In the first act, I diplomatically disarmed an agitated suspect inside the police station. No gunplay, no overreaction, no seven-officers-dogpile-on-a-guy-who-was-already-sitting-down. Just calm conversation and a peaceful resolution. You know! It’s what policing is supposed to look like.
In the second act, I found a distraught woman’s stolen belongings and promptly captured the thief, delivering justice with such unexpected efficiency that even my dream-self was impressed.
But the real kicker? I got along swimmingly with the chief and the rest of the officers. We laughed. We bonded. We worked together like an actual team. It was… disturbingly wholesome.
Now, if you know anything about my long and acrimonious history with the Geneva Police Department, then you know this dream lands somewhere between a Greek tragedy and a twisted episode of The Twilight Zone. I’ve written columns that blistered the paint off city hall. I’ve fought the GPD in public meetings, in court, and in writing, and I’ve won—every single time.
So, the idea that I would don the uniform and wear it well, is so far beyond irony, it might qualify as satire. But this wasn’t a parody. It was a full-blown subconscious drama with character arcs, conflict resolution, and a surprisingly happy, though truly terrifying, ending.
Though come to think of it, there’s the unmistakable stench of an Invasion of the Body Snatchers scenario here. All I can say is I hope they kept the original me in the fridge for safekeeping.”

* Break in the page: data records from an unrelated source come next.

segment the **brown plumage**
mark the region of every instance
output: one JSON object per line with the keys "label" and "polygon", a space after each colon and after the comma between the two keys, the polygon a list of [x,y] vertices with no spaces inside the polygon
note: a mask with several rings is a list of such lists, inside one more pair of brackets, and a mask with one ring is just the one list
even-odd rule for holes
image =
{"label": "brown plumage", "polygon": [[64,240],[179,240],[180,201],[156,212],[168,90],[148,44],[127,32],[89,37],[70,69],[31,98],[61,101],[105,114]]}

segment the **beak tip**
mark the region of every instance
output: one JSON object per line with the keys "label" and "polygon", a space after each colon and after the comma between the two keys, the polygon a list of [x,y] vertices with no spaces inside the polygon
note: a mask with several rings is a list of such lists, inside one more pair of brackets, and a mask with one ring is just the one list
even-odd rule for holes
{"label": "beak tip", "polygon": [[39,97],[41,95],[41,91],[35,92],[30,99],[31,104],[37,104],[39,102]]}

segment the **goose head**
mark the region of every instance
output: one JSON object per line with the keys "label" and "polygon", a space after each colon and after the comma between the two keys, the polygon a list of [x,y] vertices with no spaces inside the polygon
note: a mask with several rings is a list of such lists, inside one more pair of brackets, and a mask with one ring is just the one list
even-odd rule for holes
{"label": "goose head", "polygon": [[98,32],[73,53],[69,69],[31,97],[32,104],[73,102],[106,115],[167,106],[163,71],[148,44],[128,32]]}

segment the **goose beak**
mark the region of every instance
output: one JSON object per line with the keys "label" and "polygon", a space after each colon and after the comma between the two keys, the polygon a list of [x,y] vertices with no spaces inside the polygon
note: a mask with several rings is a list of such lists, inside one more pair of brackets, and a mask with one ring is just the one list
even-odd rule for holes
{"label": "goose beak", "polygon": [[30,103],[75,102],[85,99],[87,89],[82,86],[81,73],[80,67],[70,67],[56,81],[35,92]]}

Freud might call it the result of an unresolved conflict. Jung would probably say it’s my shadow self trying to reconcile its place in a civil society—like that’ll ever happen. Me? I think it’s just the side effect of editing my Presumed Guilty book far too late at night. That much exposure to the darkest recesses of the human condition will do strange things to a brain—even one as warped as mine.
I’m really starting to think that illegal drugs would be the better option.
Still, it does raise an interesting question: what if the Geneva Police actually behaved like the officers in my dream? What if they practiced empathy before escalation? Listened before reacting? Trusted in their community rather than seeing every civilian as a threat or a major inconvenience?
What if I didn’t have to write all the columns I’ve written?
I’ll say this! Dream Jeff Ward might be the best cop Geneva never had. But Real Jeff Ward? If they put me on the force, I’d solve more crimes in a day than the entire department does in an entire year.
All that peace, love, and understanding aside, if I get the chance to legally or journalistically dismantle that department brick by bureaucratic brick until there’s nothing left, I’ll come out of retirement faster than you can say “Trump doesn’t know what the fuck he’s doing.”
Because, in truth, the Geneva Police Department is just another perfect example of incompetence wrapped in laziness, with a healthy dose of misplaced self-importance. But hey! If I ever want to go back to a GPD that works hard, behaves professionally, and gets things done, I can always go back to sleep.